This work addresses the inefficiency of conventional frequency-domain channel sounding, which requires dense frequency sampling to avoid time-delay ambiguity and thus struggles to meet the demand for massive real-world channel data in 6G AI-native systems. To overcome this limitation, the paper proposes a novel, highly efficient channel sounding framework that introduces a parabolic frequency sampling (PFS) strategy to eliminate delay ambiguity. Furthermore, it designs a likelihood-corrected spatial alternating generalized expectation-maximization (LR-SAGE) algorithm to effectively mitigate likelihood distortions caused by non-uniform sampling and molecular absorption. Experimental validation in the 280–300 GHz band demonstrates that the proposed method achieves a 50× acceleration, reduces data volume by 98%, and lowers post-processing complexity by 99.96%, while accurately reproducing the channel characteristics obtained by traditional approaches.

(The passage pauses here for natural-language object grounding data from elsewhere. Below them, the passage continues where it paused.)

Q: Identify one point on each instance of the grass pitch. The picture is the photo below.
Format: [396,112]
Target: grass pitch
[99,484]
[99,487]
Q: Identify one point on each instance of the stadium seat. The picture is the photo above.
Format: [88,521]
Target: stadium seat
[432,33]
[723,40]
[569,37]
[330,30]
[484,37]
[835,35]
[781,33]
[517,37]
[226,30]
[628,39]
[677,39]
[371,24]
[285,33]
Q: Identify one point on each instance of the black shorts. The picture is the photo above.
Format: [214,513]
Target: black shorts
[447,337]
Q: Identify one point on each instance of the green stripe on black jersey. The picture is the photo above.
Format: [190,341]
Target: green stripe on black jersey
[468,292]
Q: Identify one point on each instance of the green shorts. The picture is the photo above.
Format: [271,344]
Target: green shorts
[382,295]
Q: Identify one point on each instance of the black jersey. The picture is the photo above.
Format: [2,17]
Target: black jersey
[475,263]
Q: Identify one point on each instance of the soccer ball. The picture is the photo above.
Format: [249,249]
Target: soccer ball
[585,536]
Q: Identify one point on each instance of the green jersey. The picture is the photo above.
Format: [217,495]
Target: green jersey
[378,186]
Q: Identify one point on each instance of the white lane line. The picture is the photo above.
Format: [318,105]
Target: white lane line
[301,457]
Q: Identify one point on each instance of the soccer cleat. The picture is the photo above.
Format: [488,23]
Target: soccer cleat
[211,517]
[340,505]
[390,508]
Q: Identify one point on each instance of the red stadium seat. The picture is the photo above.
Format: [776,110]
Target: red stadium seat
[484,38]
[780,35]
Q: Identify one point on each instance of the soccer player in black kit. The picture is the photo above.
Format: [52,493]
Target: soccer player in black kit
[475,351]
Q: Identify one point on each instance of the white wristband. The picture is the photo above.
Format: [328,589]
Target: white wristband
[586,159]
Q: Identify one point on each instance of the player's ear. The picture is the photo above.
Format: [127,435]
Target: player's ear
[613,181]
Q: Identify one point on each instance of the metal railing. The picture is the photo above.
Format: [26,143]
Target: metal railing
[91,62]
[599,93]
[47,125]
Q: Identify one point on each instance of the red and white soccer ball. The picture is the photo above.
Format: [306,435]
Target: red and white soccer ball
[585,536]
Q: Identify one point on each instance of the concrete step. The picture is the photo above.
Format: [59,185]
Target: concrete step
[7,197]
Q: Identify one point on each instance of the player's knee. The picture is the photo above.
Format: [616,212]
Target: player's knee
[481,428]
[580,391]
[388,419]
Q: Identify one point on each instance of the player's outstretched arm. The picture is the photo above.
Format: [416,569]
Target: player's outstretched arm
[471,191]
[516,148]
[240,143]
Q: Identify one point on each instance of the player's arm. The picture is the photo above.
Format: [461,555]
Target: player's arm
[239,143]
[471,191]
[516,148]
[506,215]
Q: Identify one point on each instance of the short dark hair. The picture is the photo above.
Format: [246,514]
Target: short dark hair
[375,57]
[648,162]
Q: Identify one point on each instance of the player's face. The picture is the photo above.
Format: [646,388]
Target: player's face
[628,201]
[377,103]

Realizing the 6G vision of artificial intelligence (AI) and integrated sensing and communication (ISAC) critically requires large-scale real-world channel datasets for channel modeling and data-driven AI models. However, traditional frequency-domain channel sounding methods suffer from low efficiency due to a prohibitive number of frequency points to avoid delay ambiguity. This paper proposes a novel channel sounding framework involving sparse nonuniform sampling along with a likelihood-rectified space-alternating generalized expectation-maximization (LR-SAGE) algorithm for multipath component extraction. This framework enables the acquisition of channel datasets that are tens or even hundreds of times larger within the same channel measurement duration, thereby providing the massive data required to harness the full potential of AI scaling laws. Specifically, we propose a Parabolic Frequency Sampling (PFS) strategy that non-uniformly distributes frequency points, effectively eliminating delay ambiguity while reducing sampling overhead by orders of magnitude. To efficiently extract multipath components (MPCs) from the channel data measured by PFS, we develop a LR-SAGE algorithm, rectifying the likelihood distortion caused by nonuniform sampling and molecular absorption effect. Simulation results and experimental validation at 280--300~GHz confirm that the proposed PFS and LR-SAGE algorithm not only achieve 50$\times$ faster measurement, a 98\% reduction in data volume and a 99.96\% reduction in post-processing computational complexity, but also successfully captures MPCs and channel characteristics consistent with traditional exhaustive measurements, demonstrating its potential as a fundamental enabler for constructing the massive ISAC datasets required by AI-native 6G systems.